The only child I see throwing a tantrum here is you, buckaroo.

Reactions: Agree 2


----------



## millz (Sep 25, 2017)

ShyDragoness said:


> Man youve really gotta stop burning bridges before youve built them, I get where youre coming from with "proving youself" or proving others wrong or whatever exactly you are aiming for but this community is absolutely amazing and may have advice or may be able to help you further down the road in ways you cant imagine.
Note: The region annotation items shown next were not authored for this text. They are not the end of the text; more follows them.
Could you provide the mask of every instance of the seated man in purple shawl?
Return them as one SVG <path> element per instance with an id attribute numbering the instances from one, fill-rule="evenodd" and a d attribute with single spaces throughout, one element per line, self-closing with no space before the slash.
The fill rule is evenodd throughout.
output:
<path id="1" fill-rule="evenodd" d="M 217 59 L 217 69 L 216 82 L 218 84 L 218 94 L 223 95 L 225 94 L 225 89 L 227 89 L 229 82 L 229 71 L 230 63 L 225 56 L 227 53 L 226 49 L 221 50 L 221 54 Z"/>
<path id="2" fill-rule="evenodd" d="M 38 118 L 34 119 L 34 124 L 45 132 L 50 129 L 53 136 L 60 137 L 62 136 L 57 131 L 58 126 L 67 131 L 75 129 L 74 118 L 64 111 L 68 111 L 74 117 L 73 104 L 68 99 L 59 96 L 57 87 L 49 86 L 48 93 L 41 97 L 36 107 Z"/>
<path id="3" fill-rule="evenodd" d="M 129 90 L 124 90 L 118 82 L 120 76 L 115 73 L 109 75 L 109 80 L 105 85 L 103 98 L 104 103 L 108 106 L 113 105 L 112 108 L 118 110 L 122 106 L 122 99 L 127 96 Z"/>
Not to mention the people that breed and sell on site may not want to sell to you in future if this is how you orchestrate yourself on the site


doesnt matter spidersworld.eu ships to me and there cheaper than most of the breeders here but ik what you mean but still you cant lie theres alot of people here dragging it feeling butt hurt cause i got some thing i liked as a begginer and its working out fine proving there stupid statements wrong like who says i hope your tarantula dies on a spider site wth lol

Reactions: Dislike 2 | Face Palm 1


----------



## miss moxie (Sep 25, 2017)

The more you talk, the more you prove us right.

Reactions: Agree 1


----------



## millz (Sep 25, 2017)

miss moxie said:


> The only child I see throwing a tantrum here is you, buckaroo.
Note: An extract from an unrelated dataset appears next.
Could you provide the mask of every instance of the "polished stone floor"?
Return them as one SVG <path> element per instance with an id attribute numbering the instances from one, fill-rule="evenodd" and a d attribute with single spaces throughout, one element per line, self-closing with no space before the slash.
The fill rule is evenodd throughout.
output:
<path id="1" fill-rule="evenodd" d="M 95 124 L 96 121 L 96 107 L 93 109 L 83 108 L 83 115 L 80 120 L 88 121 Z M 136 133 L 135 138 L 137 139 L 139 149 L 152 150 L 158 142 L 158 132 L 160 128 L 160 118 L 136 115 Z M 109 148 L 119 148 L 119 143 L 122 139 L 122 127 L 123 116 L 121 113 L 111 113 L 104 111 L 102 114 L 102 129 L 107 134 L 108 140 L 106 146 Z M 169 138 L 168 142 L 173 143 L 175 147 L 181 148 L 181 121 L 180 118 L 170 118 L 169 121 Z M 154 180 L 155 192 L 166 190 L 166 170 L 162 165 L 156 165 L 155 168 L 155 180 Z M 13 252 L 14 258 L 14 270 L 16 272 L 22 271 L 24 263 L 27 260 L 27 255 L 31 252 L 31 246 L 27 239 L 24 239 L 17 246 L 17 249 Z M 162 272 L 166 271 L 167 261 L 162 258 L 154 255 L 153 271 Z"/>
oh no a middle aged woman on a tarantula site thinks im a <edit>  what am i going to do oh nooo .... yea you tried it

Reactions: Dislike 1


----------



## miss moxie (Sep 25, 2017)

millz said:


> oh no a middle aged woman on a tarantula site thinks im a d***  what am i going to do oh nooo .... yea you tried it


 Middle aged. The average lifespan of women is 81 years. So the middle of that would be....
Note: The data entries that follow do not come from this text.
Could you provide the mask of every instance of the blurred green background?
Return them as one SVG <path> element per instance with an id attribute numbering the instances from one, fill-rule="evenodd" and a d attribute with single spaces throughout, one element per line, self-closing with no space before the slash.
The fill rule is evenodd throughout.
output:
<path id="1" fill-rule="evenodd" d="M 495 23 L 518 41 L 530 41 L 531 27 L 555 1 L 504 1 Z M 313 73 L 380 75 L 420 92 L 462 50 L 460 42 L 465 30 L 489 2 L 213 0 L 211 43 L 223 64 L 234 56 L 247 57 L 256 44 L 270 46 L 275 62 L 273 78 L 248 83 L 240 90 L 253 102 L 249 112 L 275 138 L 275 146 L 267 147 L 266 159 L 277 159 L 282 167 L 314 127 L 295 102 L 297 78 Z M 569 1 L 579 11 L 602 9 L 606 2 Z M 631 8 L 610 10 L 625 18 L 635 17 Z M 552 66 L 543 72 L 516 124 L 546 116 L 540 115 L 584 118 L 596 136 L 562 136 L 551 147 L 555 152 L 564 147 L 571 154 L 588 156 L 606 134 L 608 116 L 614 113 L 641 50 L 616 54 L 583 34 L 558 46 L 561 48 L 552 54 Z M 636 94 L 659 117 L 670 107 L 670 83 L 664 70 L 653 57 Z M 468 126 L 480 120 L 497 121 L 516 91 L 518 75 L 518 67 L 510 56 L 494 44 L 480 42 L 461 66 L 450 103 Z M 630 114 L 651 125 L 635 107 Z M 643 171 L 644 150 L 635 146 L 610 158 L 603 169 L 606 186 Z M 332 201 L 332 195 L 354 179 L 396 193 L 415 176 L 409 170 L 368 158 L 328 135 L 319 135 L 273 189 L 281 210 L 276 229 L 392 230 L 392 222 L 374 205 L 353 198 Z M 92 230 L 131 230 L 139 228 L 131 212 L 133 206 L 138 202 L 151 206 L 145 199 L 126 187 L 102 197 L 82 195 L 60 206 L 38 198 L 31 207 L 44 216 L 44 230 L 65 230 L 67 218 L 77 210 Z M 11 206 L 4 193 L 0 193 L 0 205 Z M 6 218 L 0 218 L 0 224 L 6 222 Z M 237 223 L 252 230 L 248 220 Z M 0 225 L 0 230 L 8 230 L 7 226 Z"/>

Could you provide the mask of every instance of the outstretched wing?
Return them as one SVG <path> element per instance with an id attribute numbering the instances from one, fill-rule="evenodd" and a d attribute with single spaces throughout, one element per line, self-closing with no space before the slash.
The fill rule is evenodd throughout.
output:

No one is going to care either way if your H. mac lives or dies here, just to let you know. If that's the only thing tethering you to this plane of torment, well then don't let the door hit ya where the almighty & benevolent goddess 0.1 P. muticus split ya. PBUH.

Reactions: Like 1 | Funny 2 | Love 1


----------



## millz (Sep 25, 2017)

ediblepain said:


> Yep. I won't be selling to millz.


ok.. want a cookie? <edit>

Reactions: Funny 1


----------



## Venom1080 (Sep 25, 2017)

Oh my, now this is entertainment. 


One thing to add, if you only wanted positive crap responses, you shouldn't have posted on a public forum.


I swear, no one tell him about ordering from Europe.

Reactions: Like 1 | Dislike 1 | Agree 3 | Funny 1


----------



## Venom1080 (Sep 25, 2017)

@millz   it's against forum rules to personally insult another member.  Creative as your insult was..

Reactions: Dislike 1 | Funny 1


----------



## Venom1080 (Sep 25, 2017)

Ah damn, I think I made the troll mad.. there goes my like/dislike ratio..

Smh. There is no improvement without criticism. My advice is not unnessasarily blunt or rude here, you need to get a grip.


@millz  what did I do? Give advice? Laugh at your tantrums? 
Stop responding, and I'm gone.

Reactions: Dislike 1


----------



## Shampain88 (Sep 25, 2017)

Nobody is bad here that I know of lol but some are stuck in their ways... Only advice I'd give you is learn what positive criticism is, bad vibes from people should be ignored my friend

Reactions: Dislike 1 | Agree 1


----------



## JoshDM020 (Sep 25, 2017)

This has rapidly devolved into one of those threads i was talking about that prevents the more serious, polite, grateful people from getting the help they may need. I think it might be time to close this thread down.

Reactions: Agree 3 | Award 1


----------



## Staehilomyces (Sep 25, 2017)

Millz, I'm still waiting for the enclosure pic...

Reactions: Agree 1


----------



## Tim Benzedrine (Sep 25, 2017)

I'm afraid you are rewarding bad behaviour.  I was civil in my responses, but I'm getting close to the breaking point. I don't suffer teens that gladly to begin with to be honest. I used to be one, ya know, and remember well the arrogance so many of us had.

Look, if somebody with common sense does not jump in, who will? We are not a group who in general enables people.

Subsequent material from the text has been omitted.